The court notes that the plaintiff has provided copies of two inmate requests for informal resolution. One request has nothing to do with the claims in this complaint and is therefore not relevant.

The first inmate request, dated September 12, 2006, does state that the plaintiff was injured at work and is requesting monetary damages. The response states "this is not the appropriate document to request monetary relief." (Plain. Resp, Ex. A). The plaintiff is also told that he needs to file a tort claim.

The defendants do not explain why the plaintiff was told he needed to file a tort claim as opposed to a claim pursuant to the Inmate Accident Compensation Act. Nonetheless, the defendants argue that the plaintiff still failed to exhaust his administrative remedies because his attempt at an informal resolution does not address the claims in his complaint. The plaintiff simply says he was injured at work and would like to be compensated for his injuries. The plaintiff makes no mention of any specific defendant and makes no mention of a continuing problem with leaking water. The plaintiff also fails to claim that the defendants knew the leaking water was a problem and took no action to correct it. Even if the plaintiff had fully exhausted this claim, he did not exhaust his administrative remedies for the Eighth Amendment claim before this court.

The court notes that in their motion for summary judgment, the defendants have provided copies of documents showing that the plaintiff was able to make a claim pursuant to the Inmate Accident Compensation Act. The plaintiff did report his work injury to his supervisor and a injury report was completed. (Def. Mot, p. 16-18) The plaintiff also received pay pursuant to the Inmate Accident Compensation Action for the eight days he was absent from work due to his injury. (Def. Mot, p. 21, 22)

ITS IS THEREFORE ORDERED that:

1) The defendants' motion to dismiss and motion for summary judgment is granted.

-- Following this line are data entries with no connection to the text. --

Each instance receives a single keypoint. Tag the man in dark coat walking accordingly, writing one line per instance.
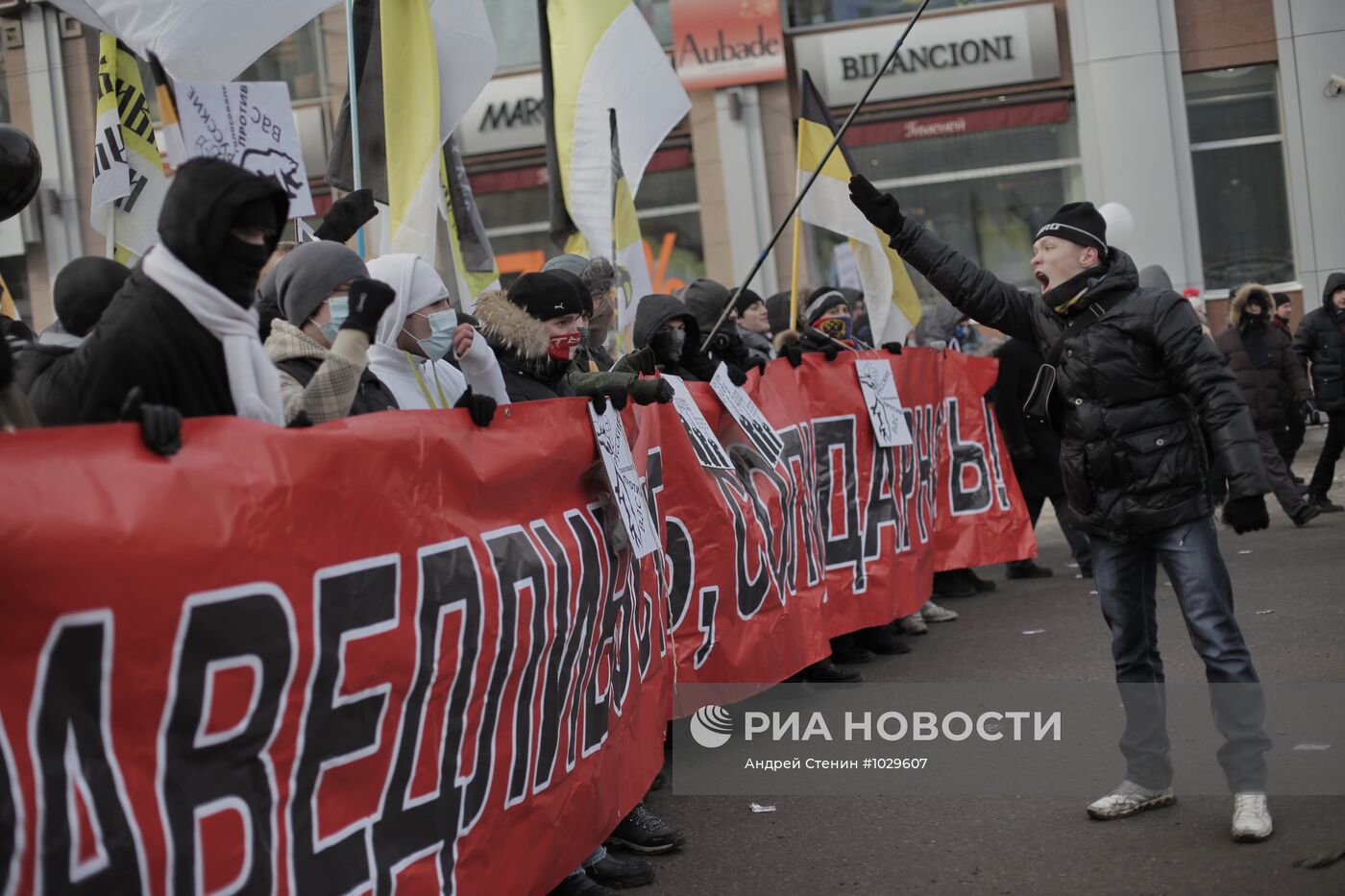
(1035, 451)
(1321, 343)
(1270, 375)
(1134, 388)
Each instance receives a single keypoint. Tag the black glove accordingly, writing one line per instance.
(160, 425)
(481, 408)
(1247, 514)
(347, 215)
(881, 208)
(369, 299)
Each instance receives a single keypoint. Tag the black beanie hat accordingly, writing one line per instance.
(1080, 224)
(547, 295)
(84, 289)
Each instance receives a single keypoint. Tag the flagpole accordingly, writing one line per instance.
(822, 161)
(354, 111)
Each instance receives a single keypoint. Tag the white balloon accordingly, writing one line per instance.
(1120, 224)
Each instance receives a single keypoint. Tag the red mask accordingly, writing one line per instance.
(564, 348)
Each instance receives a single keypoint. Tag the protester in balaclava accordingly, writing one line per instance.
(81, 295)
(416, 338)
(1321, 343)
(753, 326)
(183, 329)
(1290, 439)
(1267, 369)
(320, 346)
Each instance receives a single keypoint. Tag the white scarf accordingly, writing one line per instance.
(253, 381)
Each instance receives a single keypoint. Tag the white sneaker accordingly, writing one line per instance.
(912, 624)
(1251, 818)
(1127, 799)
(934, 613)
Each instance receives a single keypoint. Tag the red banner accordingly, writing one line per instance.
(401, 648)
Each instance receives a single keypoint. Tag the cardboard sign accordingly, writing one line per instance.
(251, 125)
(615, 451)
(748, 416)
(706, 444)
(880, 395)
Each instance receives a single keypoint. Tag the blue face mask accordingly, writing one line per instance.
(339, 309)
(441, 326)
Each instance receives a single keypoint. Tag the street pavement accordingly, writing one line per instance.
(1041, 845)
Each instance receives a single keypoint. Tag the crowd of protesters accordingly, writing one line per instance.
(221, 318)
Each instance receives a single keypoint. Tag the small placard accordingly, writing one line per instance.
(748, 416)
(706, 444)
(880, 395)
(625, 483)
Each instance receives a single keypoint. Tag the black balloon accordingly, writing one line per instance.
(20, 171)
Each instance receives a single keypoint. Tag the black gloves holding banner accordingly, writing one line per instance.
(1247, 514)
(881, 208)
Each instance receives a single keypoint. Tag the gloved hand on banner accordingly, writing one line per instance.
(369, 299)
(1247, 514)
(881, 208)
(649, 390)
(601, 395)
(160, 425)
(481, 408)
(347, 215)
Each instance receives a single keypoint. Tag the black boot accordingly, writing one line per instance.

The defendants motion to dismiss the plaintiff's claim pursuant to the Federal Tort Claim Act is granted for failure to state a claim upon which relief may be granted pursuant to 28 U.S.C. §1915A. The defendants' motion for summary judgment on the plaintiff's claim that the defendants violated his Eighth Amendment rights when they were deliberately indifferent to his health and safety is also granted pursuant to Fed. R. Civ. P. 56. [d/e 10] The clerk of the court is directed to enter judgment in favor of the defendants in accordance with this order. The parties are to bear their own costs. This case is terminated.

2) If the plaintiff wishes to appeal this dismissal, he may file a notice of appeal with this court within 30 days of the entry of judgment. Fed. R. App. P. 4(a)(4). A motion for leave to appeal in forma pauperis should set forth the issues the plaintiff plans to present on appeal. See Fed. R. App. P. 24(a)(1)c. If the plaintiff does choose to appeal, he will be liable for the $455.00 appellate filing fee irrespective of the outcome of the appeal. Furthermore, if the appeal is found to be non-meritorious, the plaintiff may also accumulate another strike under 28 U.S.C. 1915(g).

3) The agency having custody of the plaintiff is directed to remit the docketing fee of $350.00 from the plaintiff's prison trust fund account if such funds are available. If the plaintiff does not have $350.00 in his trust fund account, the agency must send 20 percent of the current balance, or the average balance during the past six months, whichever amount is higher; thereafter, the agency shall begin forwarding monthly payments from the plaintiff's trust fund account to the clerk of court each time the plaintiff's account exceeds $10.00 until the statutory fee of $350.00 is paid in its entirety. The filing fee collected shall not exceed the statutory filing fee of $350.00.

4) The plaintiff must notify the clerk of the court of a change of address and phone number within seven days of such a change. Release from incarceration does not relieve the plaintiff of his obligation to pay the filing fee in full.

5) The clerk is directed to mail a copy of this order to the plaintiff's place of confinement, to the attention of the Trust Fund Office.

Entered this 3rd day of August, 2009.